The Last Adventurers (also known as Down to the Sea in Ships ) is a 1937 British drama film directed by Roy Kellino and starring Niall MacGinnis, Roy Emerton, Linden Travers and Peter Gawthorne. It was adapted from a story by Denison Clift.

== Premise ==
A shipwrecked castaway is rescued by a sea captain, and then falls in love with the captain's daughter.

==Cast==
- Niall MacGinnis as Jeremy Bowker
- Roy Emerton as John Arkell
- Linden Travers as Ann Arkell
- Peter Gawthorne as Fergus Arkell
- Kay Walsh as Margaret Arkell
- Johnnie Schofield as Stalk
- Ballard Berkeley as Fred Devlin
- Norah Howard as Mary Allen
- Bill Shine as Joe Hanson
- Esma Cannon as Polly Shepherd
- Wallace Douglas as Red Collins

==Critical reception==
Kine Weekly wrote: "Spectacular drama of life amongst the trawler men of Grimsby set in authentic atmosphere.

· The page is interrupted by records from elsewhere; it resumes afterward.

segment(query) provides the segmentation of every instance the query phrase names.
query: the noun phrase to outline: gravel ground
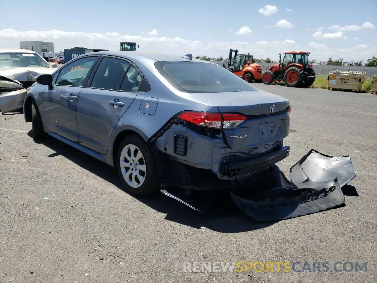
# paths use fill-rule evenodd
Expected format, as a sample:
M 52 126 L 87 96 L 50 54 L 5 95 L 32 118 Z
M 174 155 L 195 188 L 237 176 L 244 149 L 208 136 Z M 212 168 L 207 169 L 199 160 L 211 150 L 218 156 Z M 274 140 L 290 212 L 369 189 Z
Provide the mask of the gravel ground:
M 112 168 L 52 138 L 35 143 L 31 124 L 10 113 L 0 116 L 0 282 L 375 282 L 377 96 L 255 85 L 292 103 L 285 140 L 291 154 L 278 164 L 282 170 L 287 174 L 312 148 L 350 155 L 357 176 L 349 184 L 359 196 L 346 196 L 340 208 L 276 223 L 242 214 L 209 217 L 159 193 L 129 195 Z M 182 267 L 185 261 L 259 260 L 366 261 L 368 270 Z

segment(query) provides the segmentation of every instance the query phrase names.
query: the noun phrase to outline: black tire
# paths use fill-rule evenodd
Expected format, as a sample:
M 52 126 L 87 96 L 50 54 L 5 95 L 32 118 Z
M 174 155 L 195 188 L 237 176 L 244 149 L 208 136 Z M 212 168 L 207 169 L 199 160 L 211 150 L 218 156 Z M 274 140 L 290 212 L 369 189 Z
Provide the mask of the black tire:
M 271 85 L 275 79 L 274 73 L 268 70 L 262 75 L 262 81 L 265 85 Z
M 33 138 L 35 140 L 46 137 L 47 135 L 44 132 L 39 110 L 35 102 L 31 102 L 31 125 Z
M 294 72 L 296 74 L 294 74 Z M 294 76 L 296 80 L 292 82 L 291 76 Z M 285 71 L 284 74 L 284 82 L 285 85 L 293 88 L 297 88 L 301 86 L 304 80 L 304 76 L 303 72 L 296 67 L 291 67 Z
M 245 82 L 250 83 L 254 79 L 254 76 L 251 73 L 246 73 L 244 75 L 244 79 Z
M 145 177 L 145 179 L 142 183 L 138 178 L 137 178 L 137 180 L 136 179 L 137 175 L 135 175 L 135 177 L 134 177 L 133 174 L 132 172 L 130 173 L 129 175 L 129 178 L 130 179 L 132 179 L 133 178 L 135 178 L 136 180 L 135 181 L 138 183 L 137 185 L 141 184 L 141 185 L 138 188 L 133 187 L 126 181 L 125 177 L 124 177 L 123 172 L 122 172 L 122 169 L 120 165 L 121 160 L 124 160 L 127 163 L 130 163 L 129 162 L 126 158 L 121 156 L 123 155 L 122 151 L 123 149 L 125 149 L 126 146 L 129 145 L 132 145 L 138 148 L 137 149 L 135 150 L 135 151 L 139 149 L 143 155 L 143 159 L 144 161 L 143 164 L 142 164 L 141 165 L 143 164 L 145 165 L 146 171 L 141 171 L 141 172 L 139 171 L 140 175 L 143 175 L 144 172 L 144 176 L 141 176 L 141 177 Z M 116 163 L 115 166 L 122 184 L 126 191 L 136 195 L 146 196 L 158 191 L 159 189 L 159 174 L 158 167 L 153 158 L 153 155 L 150 148 L 147 145 L 144 140 L 136 135 L 131 135 L 127 136 L 122 141 L 117 149 L 117 151 L 116 160 L 115 161 Z M 129 151 L 129 150 L 127 150 L 126 151 L 127 152 L 127 155 L 130 156 L 130 151 Z M 135 152 L 135 151 L 134 152 L 134 153 L 137 154 L 137 152 Z M 134 158 L 136 157 L 134 156 L 134 156 L 132 157 Z M 139 160 L 135 160 L 135 159 L 133 158 L 132 159 L 135 161 L 134 163 L 136 163 L 138 161 L 140 161 L 142 159 L 142 158 L 141 157 Z M 132 172 L 134 172 L 133 170 L 136 170 L 136 167 L 135 166 L 133 168 L 132 168 L 132 166 L 127 167 L 128 168 L 128 170 L 125 169 L 126 167 L 124 167 L 125 168 L 124 172 L 125 173 L 128 173 L 128 170 L 131 170 L 132 169 L 133 169 Z M 132 180 L 129 180 L 132 181 Z
M 314 81 L 316 80 L 316 72 L 313 68 L 309 68 L 307 71 L 307 73 L 310 76 L 314 76 L 314 78 L 305 78 L 305 82 L 302 83 L 303 88 L 308 88 L 314 83 Z

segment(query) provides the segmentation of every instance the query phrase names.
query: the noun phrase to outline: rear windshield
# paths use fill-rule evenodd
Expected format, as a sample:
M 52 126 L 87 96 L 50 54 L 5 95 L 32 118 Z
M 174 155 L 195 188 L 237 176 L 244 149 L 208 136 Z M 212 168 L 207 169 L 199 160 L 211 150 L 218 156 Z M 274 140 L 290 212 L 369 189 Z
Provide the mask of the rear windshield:
M 201 62 L 157 62 L 155 66 L 178 90 L 192 93 L 256 91 L 253 86 L 219 65 Z

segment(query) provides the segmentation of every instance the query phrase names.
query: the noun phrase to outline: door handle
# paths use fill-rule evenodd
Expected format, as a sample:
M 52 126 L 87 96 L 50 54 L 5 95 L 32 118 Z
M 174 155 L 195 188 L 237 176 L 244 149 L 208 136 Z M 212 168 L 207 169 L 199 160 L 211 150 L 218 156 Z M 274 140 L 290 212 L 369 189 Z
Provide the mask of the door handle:
M 67 98 L 68 98 L 68 99 L 70 99 L 71 100 L 77 100 L 77 97 L 73 95 L 73 93 L 70 94 L 69 95 L 67 95 Z
M 118 101 L 115 101 L 116 99 L 118 100 Z M 115 98 L 113 101 L 109 101 L 109 103 L 111 104 L 111 105 L 113 106 L 114 108 L 116 108 L 118 106 L 120 106 L 121 107 L 122 107 L 124 105 L 124 103 L 123 102 L 120 102 L 120 101 L 119 101 L 119 100 L 117 99 L 117 98 Z

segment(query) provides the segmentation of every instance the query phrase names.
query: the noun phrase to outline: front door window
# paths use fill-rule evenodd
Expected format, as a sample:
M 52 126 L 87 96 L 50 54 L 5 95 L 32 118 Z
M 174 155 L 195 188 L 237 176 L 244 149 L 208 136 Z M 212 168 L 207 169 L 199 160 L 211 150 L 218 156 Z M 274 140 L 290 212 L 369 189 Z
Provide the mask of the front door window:
M 232 66 L 234 67 L 236 71 L 239 71 L 240 64 L 241 63 L 241 55 L 238 55 L 234 58 L 233 61 Z
M 74 86 L 84 86 L 89 70 L 98 58 L 97 56 L 85 57 L 64 66 L 62 68 L 55 84 Z

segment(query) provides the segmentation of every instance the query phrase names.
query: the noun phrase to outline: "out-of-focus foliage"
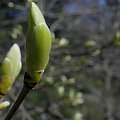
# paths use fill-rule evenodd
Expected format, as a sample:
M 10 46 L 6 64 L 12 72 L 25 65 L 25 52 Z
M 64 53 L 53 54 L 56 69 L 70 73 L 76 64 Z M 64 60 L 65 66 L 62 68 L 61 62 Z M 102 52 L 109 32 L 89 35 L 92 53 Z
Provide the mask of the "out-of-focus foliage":
M 28 1 L 0 2 L 0 60 L 17 42 L 25 62 Z M 40 84 L 13 119 L 119 120 L 119 0 L 34 1 L 52 31 L 52 52 Z M 23 72 L 6 99 L 15 99 L 21 79 Z

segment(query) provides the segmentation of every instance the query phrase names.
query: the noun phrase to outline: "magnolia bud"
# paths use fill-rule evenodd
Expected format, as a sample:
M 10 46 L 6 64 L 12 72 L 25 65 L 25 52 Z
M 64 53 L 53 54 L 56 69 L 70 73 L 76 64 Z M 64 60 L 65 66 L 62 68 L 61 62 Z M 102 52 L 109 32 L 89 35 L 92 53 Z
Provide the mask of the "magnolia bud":
M 21 52 L 19 46 L 14 44 L 1 66 L 0 94 L 5 95 L 10 90 L 14 80 L 21 70 Z
M 51 33 L 46 25 L 44 17 L 31 2 L 28 15 L 28 30 L 26 36 L 26 74 L 28 84 L 38 83 L 46 68 L 51 49 Z

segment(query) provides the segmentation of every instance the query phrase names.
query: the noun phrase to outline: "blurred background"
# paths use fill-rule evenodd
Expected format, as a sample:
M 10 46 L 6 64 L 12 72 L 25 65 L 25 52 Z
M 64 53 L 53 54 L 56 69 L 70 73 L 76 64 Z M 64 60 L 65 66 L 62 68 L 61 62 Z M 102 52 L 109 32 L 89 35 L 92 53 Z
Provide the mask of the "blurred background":
M 50 62 L 13 120 L 120 120 L 120 0 L 33 0 L 52 33 Z M 0 0 L 0 61 L 13 43 L 23 85 L 29 0 Z M 3 119 L 9 108 L 0 111 Z

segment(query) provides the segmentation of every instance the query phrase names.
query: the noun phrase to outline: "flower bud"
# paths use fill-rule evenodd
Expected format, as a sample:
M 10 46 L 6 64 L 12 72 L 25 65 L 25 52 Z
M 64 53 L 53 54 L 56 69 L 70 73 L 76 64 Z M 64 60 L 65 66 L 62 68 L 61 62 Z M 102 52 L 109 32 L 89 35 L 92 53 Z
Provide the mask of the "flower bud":
M 10 90 L 14 80 L 21 70 L 21 52 L 19 46 L 14 44 L 1 65 L 0 94 L 5 95 Z
M 51 49 L 51 33 L 44 17 L 31 2 L 28 15 L 28 30 L 26 36 L 26 73 L 30 79 L 26 83 L 38 83 L 46 68 Z

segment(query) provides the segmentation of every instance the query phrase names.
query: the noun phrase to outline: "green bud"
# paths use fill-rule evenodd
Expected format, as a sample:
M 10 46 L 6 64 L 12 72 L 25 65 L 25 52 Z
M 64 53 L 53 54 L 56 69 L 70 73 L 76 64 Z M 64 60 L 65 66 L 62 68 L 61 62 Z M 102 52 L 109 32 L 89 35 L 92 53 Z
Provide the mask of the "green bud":
M 44 17 L 31 2 L 28 15 L 28 31 L 26 36 L 26 73 L 30 79 L 26 83 L 38 83 L 46 68 L 51 49 L 51 33 Z
M 19 46 L 14 44 L 1 65 L 0 93 L 5 95 L 10 90 L 14 80 L 21 70 L 21 52 Z

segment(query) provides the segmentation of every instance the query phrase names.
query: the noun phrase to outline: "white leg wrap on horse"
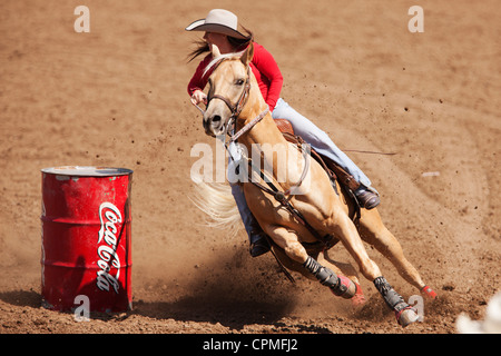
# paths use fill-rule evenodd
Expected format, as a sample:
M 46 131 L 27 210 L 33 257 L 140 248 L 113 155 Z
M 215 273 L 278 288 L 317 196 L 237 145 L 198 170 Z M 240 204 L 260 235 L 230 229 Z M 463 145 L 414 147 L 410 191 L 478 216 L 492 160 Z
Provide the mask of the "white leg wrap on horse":
M 346 293 L 347 287 L 341 284 L 336 274 L 318 264 L 312 256 L 308 256 L 304 263 L 304 267 L 312 273 L 322 285 L 331 288 L 336 296 L 342 296 Z
M 409 305 L 404 301 L 402 296 L 393 289 L 393 287 L 387 283 L 386 278 L 383 276 L 374 279 L 374 285 L 376 289 L 383 296 L 384 301 L 395 312 L 400 312 L 406 308 Z

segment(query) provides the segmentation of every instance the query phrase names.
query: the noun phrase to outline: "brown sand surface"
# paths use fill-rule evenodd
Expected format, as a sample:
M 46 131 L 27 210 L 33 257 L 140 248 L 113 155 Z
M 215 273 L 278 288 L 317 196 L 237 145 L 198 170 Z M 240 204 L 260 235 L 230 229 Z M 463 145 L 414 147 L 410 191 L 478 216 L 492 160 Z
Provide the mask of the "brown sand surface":
M 501 289 L 501 22 L 491 1 L 0 2 L 0 334 L 455 333 Z M 226 8 L 285 78 L 282 96 L 350 152 L 381 192 L 383 220 L 439 294 L 401 328 L 369 280 L 353 309 L 317 283 L 292 285 L 244 234 L 203 225 L 187 197 L 204 135 L 189 103 L 197 33 Z M 134 309 L 77 323 L 41 307 L 40 169 L 134 169 Z M 423 172 L 439 172 L 423 176 Z M 416 290 L 367 247 L 405 298 Z M 332 253 L 350 261 L 342 247 Z

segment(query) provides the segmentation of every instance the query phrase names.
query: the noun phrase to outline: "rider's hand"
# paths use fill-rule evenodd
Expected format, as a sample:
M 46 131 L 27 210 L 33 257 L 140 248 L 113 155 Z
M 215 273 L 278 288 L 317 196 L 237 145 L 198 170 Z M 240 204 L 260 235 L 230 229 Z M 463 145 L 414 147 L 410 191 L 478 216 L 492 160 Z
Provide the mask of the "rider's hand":
M 200 102 L 207 103 L 207 96 L 204 93 L 204 91 L 197 89 L 191 95 L 191 103 L 199 105 Z

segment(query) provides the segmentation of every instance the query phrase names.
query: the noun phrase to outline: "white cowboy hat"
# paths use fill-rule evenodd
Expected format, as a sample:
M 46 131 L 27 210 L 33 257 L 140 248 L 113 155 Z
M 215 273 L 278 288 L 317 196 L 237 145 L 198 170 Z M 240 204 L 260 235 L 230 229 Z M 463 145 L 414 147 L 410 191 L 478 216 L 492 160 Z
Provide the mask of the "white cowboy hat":
M 186 31 L 206 31 L 223 33 L 238 39 L 248 39 L 248 36 L 240 33 L 238 30 L 238 18 L 228 10 L 214 9 L 207 13 L 202 20 L 190 23 Z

The documentary and the dramatic are not too evenly balanced, for there is a tendency to put detail before narratal urge but imaginative camera work, realistic thrills and convincing character drawing by an impressive cast nevertheless preserve adequate equanimity of interest. The film's regard for realism is praiseworthy. Outstanding entertainment of its type."

The Daily Film Renter wrote: "Magnificently photographed seascapes with scenes of ships in peril, and documentary interludes of ramifications of North Sea fishing industry, but actual story embraces familiar situations and stock characters. Pleasant entertainment with special angles for discriminating patrons."

Picturegoer wrote: "The documentary side of this picture is stronger than the dramatic, and provides a thrilling shape of the work of the Grimsby trawlers. Camera work is particularly good and the authentic atmosphere is a great asset. ... Niall McGinnis is easily natural as Jeremy and Linden Travers makes a pretty heroine, as well as a sympathetic one."

Picture Show wrote: "The simple story of this film has been made into interesting entertainment through the glimpses of trawler life we are given ... The players acquit themselves well, although their accents are not always satisfactory. The storm and rescue scenes are finely photographed."

In the Radio Times, David Parkinson wrote, "It's a pity there's not much entertainment value to be had from this wonderful curio about a twice-shipwrecked castaway saved by a sea captain whose daughter he then falls in love with, much to the old tar's displeasure. What is fascinating about Roy Kellino's adventure is that it was edited, with greater tautness than it deserves, by director-in-waiting David Lean. The casting is also noteworthy, with future Carry On star Esma Cannon in a rare glamour role, and Ballard Berkeley (who would later achieve fame as the Major in Fawlty Towers) playing the heroic lead."